The Comprehensive Peace Agreement under which the country is now governed was designed to “Make Unity Work” by granting considerable autonomy to the “Government of Southern Sudan” (GOSS) in Juba, which oversees regional (state) governments and participates in the national government in Khartoum, sharing oil revenue with the South (where most of the oil fields are located), and other sharing arrangements. The CPA also established the Bank of Southern Sudan (BOSS) in Juba as a branch of the Central Bank of Sudan in Khartoum, though it operates somewhat independently. Very importantly the CPA provides for a referendum in the South in January 2011 of whether it wants to
become an independent country. The wide spread view in the South (I am told) is
that the North has not dealt and shared fairly with the South and that it will vote for independence.

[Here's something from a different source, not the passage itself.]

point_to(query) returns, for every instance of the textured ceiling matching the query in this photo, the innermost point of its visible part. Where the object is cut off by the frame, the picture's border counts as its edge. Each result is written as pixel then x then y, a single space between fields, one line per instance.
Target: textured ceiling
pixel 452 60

I am working there to help the GOSS chose an appropriate monetary regime and to prepare it to issue and manage its own currency, if, as expected, Southern Sudan does become independent next year. In this capacity I am working for Deloitte Consulting under a USAID contract. My first two sets of meetings with the management of BOSS were in Nairobi last month and in 2007. My most recent meetings were in Juba a week and a half ago. While we have advised that the conditions for the successful launch of a new currency would be better after several years of dollarization, the Southern Sudanese want
their own currency as soon as possible. The management of the BOSS with whom I
work has agreed with us that such a currency should be issued under currency board rules (see my book about the currency board I helped establish in Bosnia, “One Currency for Bosnia”). I am now working with my Deloitte colleagues on drafting a new central bank law and an establishment plan for a new central bank, both to be discussed and finalized when I return to Juba in September.
I was not allowed to travel outside of Juba for security reasons. Juba, itself is a garrison city of refuge for hundreds of thousands of Southern Sudanese from years of war. Since the peace agreement in 2005 Juba’s population has exploded from 160,000 to over 1.1 million today. The capital city has few paved roads and I never imagined that the hills and valleys of rutted city roads could be so deep. Malaria is a problem. A scattering of huts surrounds
our relatively lovely camp on the banks of the White Nile. Our driver was proud to live in one such hut, which, he explained, has a real bed (off the ground with a mattress). Apparently that is all that it has. My colleague Adam, who has been in Juba for over a year, described a father and his four little sons who emerge every morning from their hut neatly dressed and with smiles on their faces. Adam asked the father, why they smile so brightly each morning. “Because we know we will have food today,” he replied.
These good and long suffering people deserve better. I don’t really know whether independence or Making Unity Work will be better for them. But I am happy to contribute what I can to at least improving the prospects of their having a stable currency if they issue one.
I am reluctant to photograph people in such poverty, so below you see two of my colleagues breakfasting at our lovely Camp by the White Nile.
2 thoughts on “Juba, Southern Sudan”
I’ve been reading your blog before I finally set foot to Juba. Are you still in Juba? If yes, it would really be a pleasure to meet you.
Thanks Jess, I am not in Juba. Good luck.